Initially, the Labor Department had argued that the BICE’s ban against class-action waivers did not violate the FAA, and that the agency had the authority to condition exemptions on adherence to certain standards, including allowing class actions. And then we had the 2016 election, a change in administrations, and – according to the court – “shortly after the submission of the summary judgment briefing, but prior to the hearing on the motions, DOL requested a stay of the proceedings,” having informed the court that President Trump had on Feb. 3 issued a memorandum to the Secretary of Labor “directing him to examine the Fiduciary Duty Rule and to prepare an updated legal and financial analysis concerning certain aspects of the Rule.” The Labor Department said that Thrivent could have another opportunity to seek an administrative change to that part of the rule, or the Labor Department might “act to revise or rescind the challenged provision.”

Asked by the Labor Department to grant a stay in the proceedings in the wake of its proposed extension of the April 10, 2017, applicability date for the rulemaking and exemptions, as well as a 45-day comment period, the court had declined to do so. Then in July 2017, the DOL filed a notice of withdrawal of its cross-motion for summary judgment and its opposition to Plaintiff's summary judgment motion, explaining – as the court described it – that "the Department no longer defends the one regulatory provision challenged in this action – the application of [BIC] Exemption § II(f)(2) to arbitration agreements [ ].” The DOL renewed its request for a stay, “arguing that because the challenged provision was not yet applicable to Thrivent, and DOL was reassessing both the exemption and broader rulemaking, a stay would promote judicial economy and likewise conserve the parties’ resources.”

Not surprisingly, Thrivent opposed that motion to stay, arguing that neither the possibility of future regulatory changes nor the DOL’s change of legal position, supports a stay, and that “while DOL fails to assert any hardship that it would suffer absent a stay, Thrivent will suffer irreparable harm if the Court grants a stay.”

Warranted ‘Search’?

Judge Nelson noted that four factors had to be considered to determine if preliminary injunctive relief was warranted: “(1) the movant's likelihood of success on the merits; (2) the threat of irreparable harm to the movant in the absence of relief; (3) the balance between that harm and the harm injunctive relief would cause to the other litigants; and (4) the public interest.”

She concluded that “Thrivent has sufficiently demonstrated the threat of irreparable harm, both now and in the future,” going on to explain that, “Notwithstanding DOL’s current efforts to extend the BIC Exemption’s applicability date, its own guidance recognizes that regulated entities such as Thrivent “may incur undue expense to comply with conditions or requirements that [DOL] ultimately determines to revise or repeal.”

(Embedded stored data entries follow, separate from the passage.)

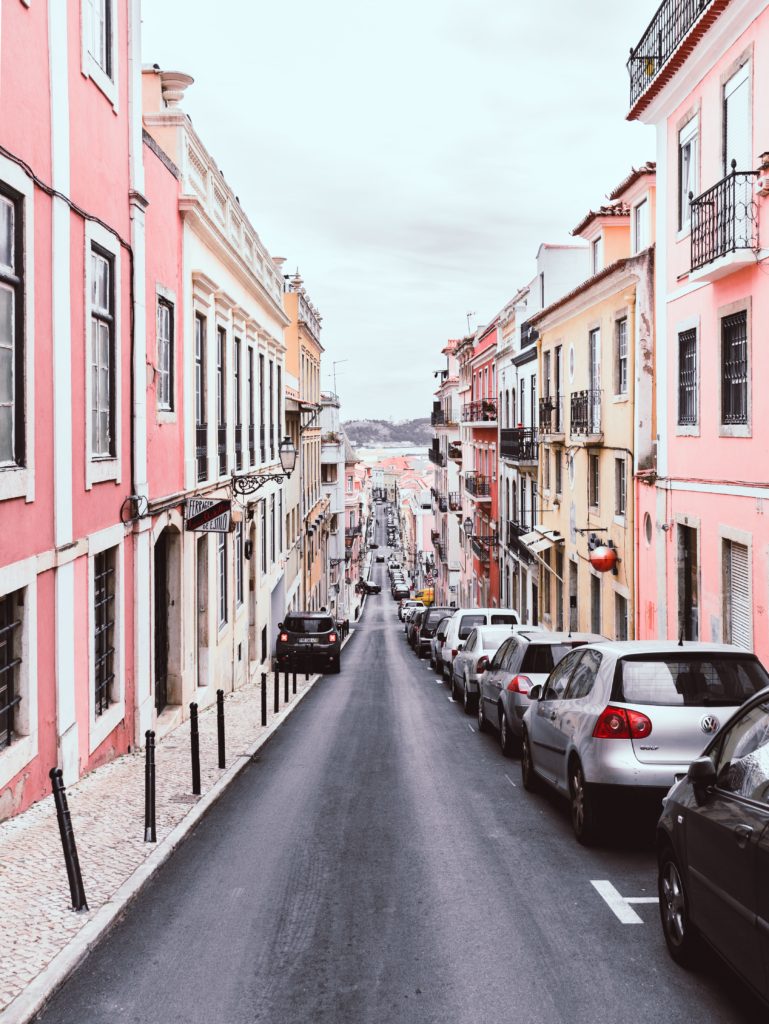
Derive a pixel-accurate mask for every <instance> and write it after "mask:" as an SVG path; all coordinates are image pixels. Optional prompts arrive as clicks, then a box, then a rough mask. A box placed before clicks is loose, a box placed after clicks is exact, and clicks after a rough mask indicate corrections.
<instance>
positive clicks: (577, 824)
mask: <svg viewBox="0 0 769 1024" xmlns="http://www.w3.org/2000/svg"><path fill="white" fill-rule="evenodd" d="M568 794H569V804H570V807H571V827H572V828H573V830H574V836H575V837H576V841H578V843H582V845H583V846H593V845H594V844H595V842H596V841H597V839H598V806H597V800H596V795H595V790H594V788H593V786H592V785H591V784H590V783H589V782H586V781H585V772H584V771H583V768H582V765H581V764H580V762H579V761H578V760H576V758H573V759H572V761H571V763H570V764H569V769H568Z"/></svg>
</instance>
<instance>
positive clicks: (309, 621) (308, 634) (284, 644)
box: [275, 611, 342, 672]
mask: <svg viewBox="0 0 769 1024" xmlns="http://www.w3.org/2000/svg"><path fill="white" fill-rule="evenodd" d="M277 629H279V631H280V632H279V634H277V642H276V644H275V658H276V660H277V666H279V668H281V669H301V670H303V671H307V670H308V669H310V670H314V671H318V672H323V671H326V670H330V671H331V672H339V658H340V652H341V649H342V641H341V638H340V636H339V630H338V629H337V627H336V624H335V623H334V620H333V618H332V617H331V615H328V614H326V612H324V611H293V612H292V613H291V614H290V615H287V616H286V621H285V622H284V623H280V624H279V626H277Z"/></svg>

On the issue of likelihood of success, she noted that “because DOL concedes that the anti-arbitration condition violates the FAA, the Court finds that Thrivent is likely to succeed on the merits … Consideration of the remaining factors of the balance of harms and public interest also weigh in Thrivent's favor,” she wrote. “DOL will suffer no harm, and the public interest will be served, if it is enjoined from enforcing an invalid rule.”

The ruling means that Thrivent won’t be considered to be out of compliance with the fiduciary rule’s Best Interest Contract Exemption as a result of maintaining its alternative dispute resolution program. And the Labor Department gets its request to stay the proceedings.